On the Nature of Defects in Liquid-Phase Exfoliated Graphene
M. V. Bracamonte, G. I. Lacconi, S. Urreta, L. E. F. Foa Torres

TL;DR
This paper investigates the types and locations of defects in liquid-phase exfoliated graphene, revealing defect accumulation in the bulk with longer sonication times, which impacts the quality of graphene dispersions.
Contribution
It provides new insights into defect formation and localization in liquid-phase exfoliated graphene, challenging the assumption of defect-free multilayers.
Findings
Defects are mainly at edges for short sonication times.
Bulk defects increase with sonication times above 2 hours.

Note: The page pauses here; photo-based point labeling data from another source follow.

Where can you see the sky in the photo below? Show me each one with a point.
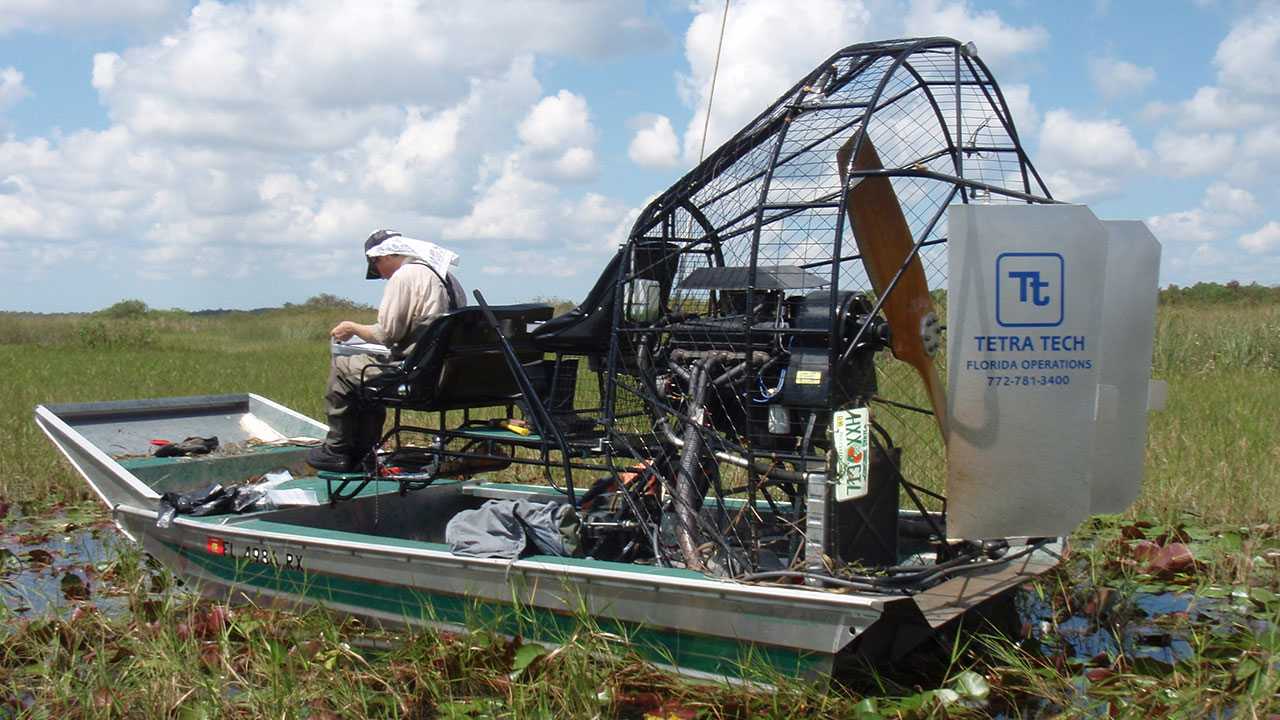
(204, 155)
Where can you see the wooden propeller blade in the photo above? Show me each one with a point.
(886, 245)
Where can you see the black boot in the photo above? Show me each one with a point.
(324, 458)
(337, 454)
(369, 432)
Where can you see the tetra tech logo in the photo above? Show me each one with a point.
(1029, 290)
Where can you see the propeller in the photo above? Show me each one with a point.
(887, 249)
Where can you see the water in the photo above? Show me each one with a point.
(51, 565)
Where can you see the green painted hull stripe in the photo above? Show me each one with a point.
(688, 651)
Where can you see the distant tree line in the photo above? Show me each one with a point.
(1211, 294)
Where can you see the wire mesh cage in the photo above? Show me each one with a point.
(799, 272)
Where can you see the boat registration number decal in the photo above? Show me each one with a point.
(850, 434)
(255, 554)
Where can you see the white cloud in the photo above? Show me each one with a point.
(257, 131)
(558, 122)
(1114, 77)
(654, 145)
(560, 140)
(767, 48)
(1248, 58)
(12, 89)
(1025, 115)
(1265, 241)
(1194, 155)
(90, 16)
(1087, 159)
(1223, 210)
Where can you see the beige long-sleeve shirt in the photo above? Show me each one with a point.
(412, 291)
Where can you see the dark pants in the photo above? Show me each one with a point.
(353, 427)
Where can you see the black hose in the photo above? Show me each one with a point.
(688, 496)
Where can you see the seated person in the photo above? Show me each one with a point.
(420, 285)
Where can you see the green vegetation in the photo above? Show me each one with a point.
(1180, 596)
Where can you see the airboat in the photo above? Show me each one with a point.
(778, 434)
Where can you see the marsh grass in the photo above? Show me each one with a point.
(1211, 484)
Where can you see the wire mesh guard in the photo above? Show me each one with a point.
(795, 273)
(780, 299)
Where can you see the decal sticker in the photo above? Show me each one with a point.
(850, 433)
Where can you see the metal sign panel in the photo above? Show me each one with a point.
(1024, 331)
(1124, 365)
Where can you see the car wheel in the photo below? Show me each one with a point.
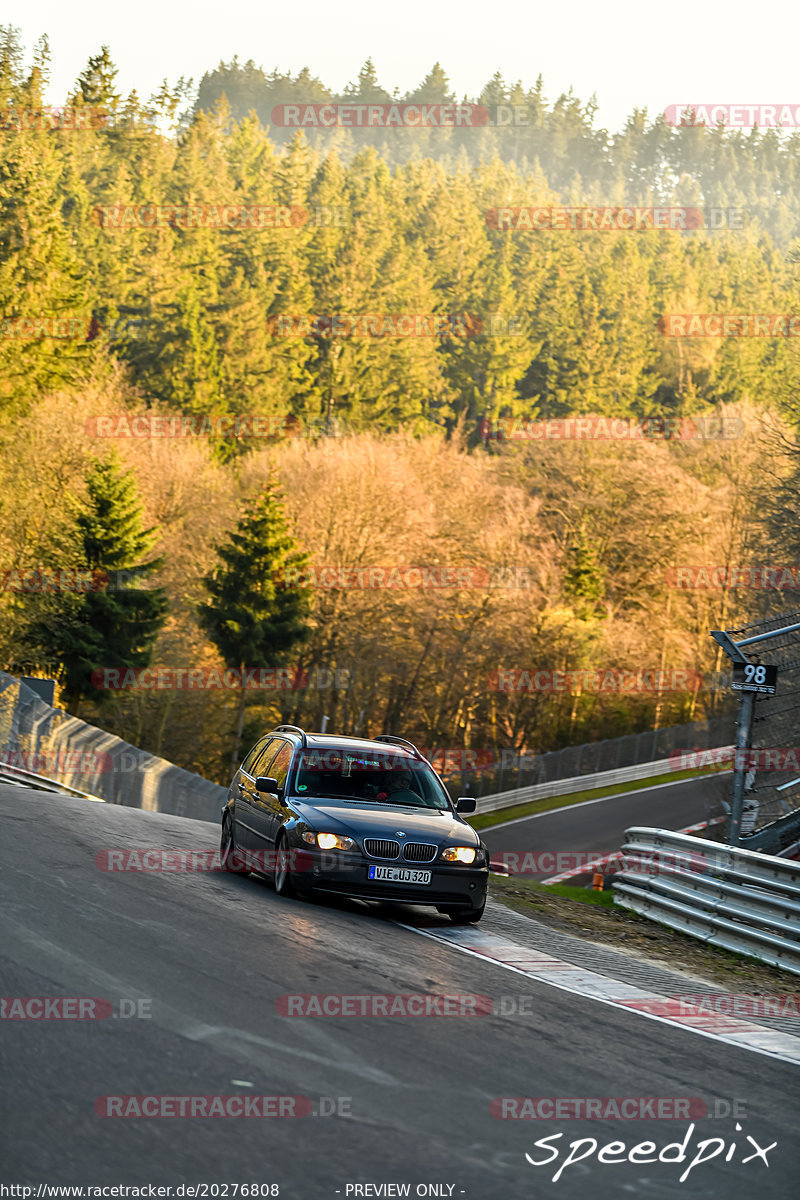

Defect localization depends on sonication duration.
Abstract
Liquid-phase exfoliation is one of the most promising routes for large scale production of multilayer graphene dispersions. These dispersions, which may be used in coatings, composites or paints, are believed to contain disorder-free graphene multilayers. Here we address the nature of defects in such samples obtained by liquid-phase exfoliation of graphite powder in N-methyl--2--pyrrolidone. Our Raman spectroscopy data challenges the assumption that these multilayers are free of bulk defects, revealing that defect localization strongly depends on the sonication time. For short ultrasound times, defects are located mainly at the layer edges but they turn out to build up in the bulk for ultrasonic times above 2 h. This knowledge may help to devise better strategies to achieve high-quality graphene dispersions.